Sketch the theoretical background that informs your study, thereby placing your experiment in the proper context. In an academic journal article, this section can be quite long, as it includes an extensive review of the relevant literature. A lab report, in contrast, is more concise; therefore, the background section should be brief.
State your research question or questions, and outline the methodology you will follow to obtain the answer(s). This section of your lab report will describe the purpose of your experiment and the procedure you will follow. This section will describe any statistical procedures or equations that you will use in your data analysis.
Describe the data collected and analyzed for your experiment. For a lab report, the data consist not only of raw numbers (quantitative data), but of sensory observations (things seen, touched, heard or smelled; lab experiments generally do not involve taste). These data are qualitative. Lab experiments often involve quantitative and qualitative data.
Report the results of your data analysis. In a lab report, this is often the longest section. Show a sample calculation of any equations or statistical procedures you used, showing the solution obtained from the data you analyzed. Use tables and graphs to illustrate the results of the data analysis, providing text for support.
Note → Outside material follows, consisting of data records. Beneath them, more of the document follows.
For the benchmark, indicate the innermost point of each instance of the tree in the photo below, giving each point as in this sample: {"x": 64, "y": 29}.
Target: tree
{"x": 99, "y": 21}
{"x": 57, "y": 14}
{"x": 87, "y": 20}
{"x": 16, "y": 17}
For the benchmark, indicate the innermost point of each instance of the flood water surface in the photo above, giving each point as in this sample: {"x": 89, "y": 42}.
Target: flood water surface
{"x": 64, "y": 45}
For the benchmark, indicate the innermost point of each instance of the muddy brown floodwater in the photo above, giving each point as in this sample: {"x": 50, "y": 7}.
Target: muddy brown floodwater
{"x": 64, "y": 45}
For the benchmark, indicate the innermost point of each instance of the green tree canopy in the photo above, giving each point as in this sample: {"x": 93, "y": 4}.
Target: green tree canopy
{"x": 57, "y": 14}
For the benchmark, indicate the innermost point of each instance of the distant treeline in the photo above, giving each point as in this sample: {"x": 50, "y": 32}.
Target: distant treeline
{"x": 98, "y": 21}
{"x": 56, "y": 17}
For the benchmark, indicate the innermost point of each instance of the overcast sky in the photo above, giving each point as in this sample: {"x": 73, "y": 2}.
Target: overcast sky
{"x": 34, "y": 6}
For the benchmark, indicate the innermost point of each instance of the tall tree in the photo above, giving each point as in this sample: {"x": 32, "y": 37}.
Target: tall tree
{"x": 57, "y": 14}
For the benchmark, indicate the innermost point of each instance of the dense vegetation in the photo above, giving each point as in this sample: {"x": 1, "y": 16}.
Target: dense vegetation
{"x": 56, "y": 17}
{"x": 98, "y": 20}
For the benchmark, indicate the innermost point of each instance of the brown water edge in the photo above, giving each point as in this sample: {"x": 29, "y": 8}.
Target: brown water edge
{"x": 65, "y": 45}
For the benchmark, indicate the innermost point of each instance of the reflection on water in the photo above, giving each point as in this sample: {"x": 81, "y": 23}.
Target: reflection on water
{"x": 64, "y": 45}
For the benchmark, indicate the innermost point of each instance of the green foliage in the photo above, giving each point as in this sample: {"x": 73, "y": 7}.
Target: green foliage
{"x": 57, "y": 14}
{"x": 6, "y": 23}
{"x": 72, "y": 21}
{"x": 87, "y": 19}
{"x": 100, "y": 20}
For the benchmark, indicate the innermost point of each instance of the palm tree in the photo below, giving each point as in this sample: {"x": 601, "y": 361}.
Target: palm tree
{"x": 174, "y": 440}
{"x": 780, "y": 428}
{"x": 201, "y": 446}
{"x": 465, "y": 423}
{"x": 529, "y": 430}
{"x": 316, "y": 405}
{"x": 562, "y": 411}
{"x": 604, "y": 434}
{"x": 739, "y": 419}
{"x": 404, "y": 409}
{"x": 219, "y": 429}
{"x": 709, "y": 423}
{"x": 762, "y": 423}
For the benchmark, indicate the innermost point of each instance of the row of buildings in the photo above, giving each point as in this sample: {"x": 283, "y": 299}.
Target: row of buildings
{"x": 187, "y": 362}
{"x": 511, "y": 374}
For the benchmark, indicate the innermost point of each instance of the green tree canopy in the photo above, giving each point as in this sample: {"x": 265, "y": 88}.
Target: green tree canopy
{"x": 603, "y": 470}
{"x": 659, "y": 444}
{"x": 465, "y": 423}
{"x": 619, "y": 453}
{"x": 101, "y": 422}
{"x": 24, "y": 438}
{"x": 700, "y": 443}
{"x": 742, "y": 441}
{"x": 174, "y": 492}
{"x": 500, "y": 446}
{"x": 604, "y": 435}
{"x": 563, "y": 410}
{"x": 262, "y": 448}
When writing text references to tables and charts, remember to highlight what is significant about the graphic; don’t report the entire contents. Describe anything that occurred during the experiment that could have affected your results, as well as anything unusual or unexpected.
Write the conclusions section of your lab report, summarizing what you learned from the experiment. Describe how your results fit into the larger theoretical material described earlier in your report. If your conclusions differ, explain what could have led to the disagreement. Include any new issues or research questions raised by your study that could not be answered with the data you analyzed.